Prime Minister Jacinda Ardern and director general of health Dr Ashley Bloomfield. Photo / Mark Mitchell
The Government will release the advice it received before making crucial Covid-19 alert level decisions this month.
Before each alert level decision, Cabinet receives advice from its officials, mainly the Ministry of Health - this advice informs its final decision on whether alert level restrictions should be tightened, held, or relaxed.
During the first wave of Covid, in 2020, that advice was released fairly promptly - with some documents being made available during the actual lockdown, while the bulk were released in early May, about a month and a half after the first lockdown.
No documents have been released from the latest wave, however, leading to frustration among MPs and observers about a lack of transparency.
Written Parliamentary Questions from National's Covid-19 spokesman Chris Bishop have found documents relating to alert level decisions from August, September and October will be proactively released this month.
Responding to Bishop, Covid-19 Response Minister Chris Hipkins said the advice received by Cabinet came in the same format as previous alert level decisions, which looked at metrics across eight criteria.
These have been the basis for all alert level decisions thus far.
The first four criteria relate to health.
The first looks at trends in the transmission of the virus; the second looks at capacity and capability of the testing and contact tracing system; the third surveys the effectiveness of self-isolation and border measures; and the fourth scrutinises the ability of the health system to contain an outbreak.
The second lot of criteria look are described as "broader criteria" - these include looking at the effect on the local economy, the ability of people to follow the rules, and the ability to bring a new alert level into operation.
This data release is among the most eagerly awaited data releases in recent times, in no small part because the Government's strategy has come under increasing scrutiny.

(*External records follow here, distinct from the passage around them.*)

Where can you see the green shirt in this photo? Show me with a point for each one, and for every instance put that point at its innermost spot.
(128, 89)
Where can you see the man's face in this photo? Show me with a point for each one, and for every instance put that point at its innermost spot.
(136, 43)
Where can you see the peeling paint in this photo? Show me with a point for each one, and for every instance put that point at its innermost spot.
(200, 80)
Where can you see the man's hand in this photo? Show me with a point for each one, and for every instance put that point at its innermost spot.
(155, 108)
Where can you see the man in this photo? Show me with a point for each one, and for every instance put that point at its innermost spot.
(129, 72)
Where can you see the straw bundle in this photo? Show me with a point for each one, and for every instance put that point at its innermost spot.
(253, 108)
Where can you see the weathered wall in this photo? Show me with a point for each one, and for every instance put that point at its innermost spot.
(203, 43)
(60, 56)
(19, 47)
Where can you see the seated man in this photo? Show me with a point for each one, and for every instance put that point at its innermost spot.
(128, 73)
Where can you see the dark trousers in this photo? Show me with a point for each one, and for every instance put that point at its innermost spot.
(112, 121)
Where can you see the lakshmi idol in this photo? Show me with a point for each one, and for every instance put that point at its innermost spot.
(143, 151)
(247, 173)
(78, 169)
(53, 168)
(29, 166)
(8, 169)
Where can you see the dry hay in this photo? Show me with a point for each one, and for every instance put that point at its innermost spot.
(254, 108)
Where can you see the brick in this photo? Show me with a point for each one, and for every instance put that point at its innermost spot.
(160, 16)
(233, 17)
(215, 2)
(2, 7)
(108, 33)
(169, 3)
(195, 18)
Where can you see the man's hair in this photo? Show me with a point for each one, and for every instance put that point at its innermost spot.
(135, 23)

Both National and Act labelled the Government's decision to move from alert level 4 to alert level 3 in Auckland an abandonment of the elimination strategy, arguing the Government had clearly not got the outbreak under control in Auckland.
Government advice should go some way to answering this question.

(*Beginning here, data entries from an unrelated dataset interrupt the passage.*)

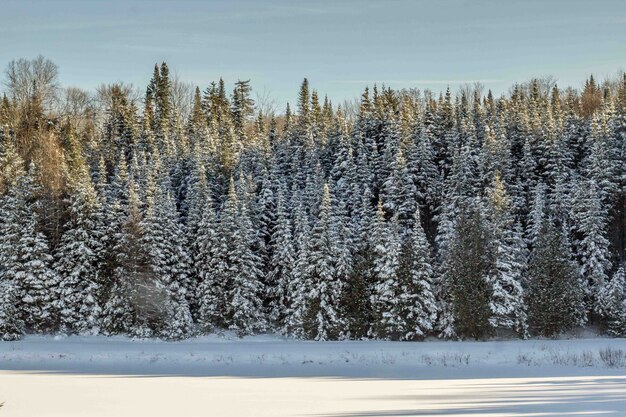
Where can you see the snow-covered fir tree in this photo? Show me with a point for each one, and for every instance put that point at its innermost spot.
(499, 214)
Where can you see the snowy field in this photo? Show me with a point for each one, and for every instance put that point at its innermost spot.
(270, 376)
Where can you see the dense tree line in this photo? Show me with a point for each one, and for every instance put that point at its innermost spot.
(413, 215)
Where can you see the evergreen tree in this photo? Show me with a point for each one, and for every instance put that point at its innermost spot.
(612, 304)
(507, 303)
(78, 259)
(468, 269)
(416, 304)
(386, 264)
(26, 259)
(554, 292)
(323, 320)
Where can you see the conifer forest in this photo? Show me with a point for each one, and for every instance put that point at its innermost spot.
(169, 212)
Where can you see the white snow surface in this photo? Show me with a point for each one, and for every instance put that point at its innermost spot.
(274, 356)
(271, 376)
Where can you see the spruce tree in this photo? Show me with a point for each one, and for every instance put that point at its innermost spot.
(468, 269)
(554, 292)
(78, 259)
(416, 304)
(611, 304)
(323, 320)
(25, 257)
(386, 265)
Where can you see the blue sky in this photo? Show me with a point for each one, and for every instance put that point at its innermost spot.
(340, 45)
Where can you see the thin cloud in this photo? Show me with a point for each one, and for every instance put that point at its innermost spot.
(486, 80)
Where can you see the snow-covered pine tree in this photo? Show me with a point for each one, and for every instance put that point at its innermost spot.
(122, 311)
(79, 256)
(611, 304)
(323, 320)
(467, 270)
(298, 286)
(206, 245)
(416, 303)
(387, 243)
(281, 263)
(592, 247)
(25, 256)
(507, 301)
(164, 243)
(246, 300)
(554, 294)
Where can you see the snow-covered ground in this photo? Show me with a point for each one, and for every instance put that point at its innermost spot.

At the time of the decision, Prime Minister Jacinda Ardern stressed the move was made "on the advice of the director general of health [Ashley Bloomfield]".

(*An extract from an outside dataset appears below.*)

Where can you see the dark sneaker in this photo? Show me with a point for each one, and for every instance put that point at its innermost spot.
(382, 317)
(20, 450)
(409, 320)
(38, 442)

Ardern also made no reference to the eight alert level criteria when she announced the alert level shift at her post-Cabinet press conference - something she usually does during alert level conferences.
Comments at the time of the decision from Bloomfield suggested vaccinations had surmounted the previous alert level criteria.
"The difference this time is it's level 3 with high and increasing rates of vaccination, and so it gives us further opportunity to get those vaccination rates up even higher," Bloomfield said.
Ardern added that "we haven't had that tool [vaccination] behind us supporting our alert level restrictions before. We do now."
It appears, however, vaccination rates did not surmount the previous eight criteria. Instead, vaccination rates are likely to have made an impact on them. At the time of the alert level change, Auckland's vaccination rate was just shy of 80 per cent of people having their first dose.